I completed the game a few days ago and I still find myself thinking about snippets of the game. I haven’t played a game so filled with memorable moments and quotes since Half-Life 2. But while HL2 primarily wowed with its varied environments and scenarios, supplemented by its revolutionary physics engine, the storytelling is what takes precedence in Bioshock. Similar to the way Metroid Prime reveals its scant plot through scanning, Bioshock’s story is advanced mostly though audio diaries scattered throughout Rapture. Of course, there are a number of encounters with very memorable characters throughout the game. Many of these diaries and encounters contain classic quotes that are the very essence of Bioshock. One could just say a few words and any other fellow Bioshock player would immediately recognize what game he was talking about. That’s something that only happens with movies. Honestly, I’m tempted to play through the game again at this very moment. I need the achievement points anyhow.

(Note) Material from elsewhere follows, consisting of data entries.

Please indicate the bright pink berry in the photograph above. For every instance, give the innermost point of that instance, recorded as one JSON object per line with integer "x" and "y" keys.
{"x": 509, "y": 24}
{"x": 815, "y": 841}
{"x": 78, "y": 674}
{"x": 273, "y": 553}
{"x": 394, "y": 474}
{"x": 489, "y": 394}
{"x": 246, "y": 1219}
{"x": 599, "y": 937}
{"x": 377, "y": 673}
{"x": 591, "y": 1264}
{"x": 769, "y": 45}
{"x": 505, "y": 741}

It’s funny — while I played it wasn’t always the most enjoyable experience, I’ll admit that. The combat can get a bit repetitive, the difficulty isn’t quite up to snuff (especially with the Vita-Chamber method of respawning), and the pipe hacking mini-game, while cool, truly ruins the atmosphere of the game since everything stops around you once you enter it. Yet, all these qualms fall by the wayside when you look back at the full experience — except for the final battle, that was just total shit. Unfortunately, the entire second half of the game is not what it could have been; this is a criticism that has been brought up many a time already. But I’ll go on the record to state that almost anything would feel anti-climatic after what happens about halfway through the game. Maybe the game should’ve ended right there, but I feel like some people would’ve then complained about the length. Luckily, there was still plenty of cool stuff to be had.

Up to this point, I haven’t even mentioned the incredible graphics. While Halo 3 looks like a slightly upgraded, more expansive HD version of Halo 2, Bioshock’s world is meticulously crafted in the post-WWII art-deco style and looks as amazing as any virtual world ever created. The lighting in the game is also downright astounding. The only gripe would be the plastic-y look of just about every character in the game, something PC gamers know all about. BUMP MAPPING!

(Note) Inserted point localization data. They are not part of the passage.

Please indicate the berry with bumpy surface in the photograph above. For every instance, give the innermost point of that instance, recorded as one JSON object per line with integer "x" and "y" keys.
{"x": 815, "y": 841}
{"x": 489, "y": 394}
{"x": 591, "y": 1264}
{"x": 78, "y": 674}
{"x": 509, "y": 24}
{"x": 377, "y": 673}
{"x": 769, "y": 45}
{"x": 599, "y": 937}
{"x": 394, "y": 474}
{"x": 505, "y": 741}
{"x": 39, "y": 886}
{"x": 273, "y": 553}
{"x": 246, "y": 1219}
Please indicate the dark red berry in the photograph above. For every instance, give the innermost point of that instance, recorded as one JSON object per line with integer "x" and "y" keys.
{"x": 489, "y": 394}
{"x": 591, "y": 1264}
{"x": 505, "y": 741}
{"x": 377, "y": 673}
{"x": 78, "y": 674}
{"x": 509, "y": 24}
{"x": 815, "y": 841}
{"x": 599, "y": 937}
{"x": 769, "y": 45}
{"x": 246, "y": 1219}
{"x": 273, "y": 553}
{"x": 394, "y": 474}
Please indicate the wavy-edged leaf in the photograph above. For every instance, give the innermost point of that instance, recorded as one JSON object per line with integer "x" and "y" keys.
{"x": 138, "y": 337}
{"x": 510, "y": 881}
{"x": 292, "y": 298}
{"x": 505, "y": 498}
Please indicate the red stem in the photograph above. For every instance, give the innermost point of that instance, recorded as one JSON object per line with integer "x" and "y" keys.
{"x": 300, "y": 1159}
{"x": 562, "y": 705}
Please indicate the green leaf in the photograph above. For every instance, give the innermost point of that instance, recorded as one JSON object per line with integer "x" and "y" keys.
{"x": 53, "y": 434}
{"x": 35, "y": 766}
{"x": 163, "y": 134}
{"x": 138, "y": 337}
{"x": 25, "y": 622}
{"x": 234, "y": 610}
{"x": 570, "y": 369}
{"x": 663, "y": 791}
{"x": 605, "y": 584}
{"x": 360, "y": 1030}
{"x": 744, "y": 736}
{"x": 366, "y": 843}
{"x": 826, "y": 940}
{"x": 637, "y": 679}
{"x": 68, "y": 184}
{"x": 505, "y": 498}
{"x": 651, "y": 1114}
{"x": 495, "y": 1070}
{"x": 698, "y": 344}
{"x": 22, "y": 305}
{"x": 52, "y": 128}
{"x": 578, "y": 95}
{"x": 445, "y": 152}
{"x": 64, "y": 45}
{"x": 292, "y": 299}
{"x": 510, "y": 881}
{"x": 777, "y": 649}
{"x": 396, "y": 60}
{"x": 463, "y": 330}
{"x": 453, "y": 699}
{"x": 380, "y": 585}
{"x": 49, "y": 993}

And like any story-driven single-player game, there’s not too much replay value, unless you want to get all the achievements like I hope to do. Due to this, I can understand if you feel the multiplayer of Halo 3 makes it more worthy of your $60. This should not stop you from playing Bioshock. Borrow it, rent it, play it on your friend’s 360. Do whatever you must do to experience this well-crafted, horrific story that takes place under the sea. It’s by no means perfect, but you won’t be disappointed.

Unless you’re like Brian, my Asian co-worker, and you’re afraid of scary demos.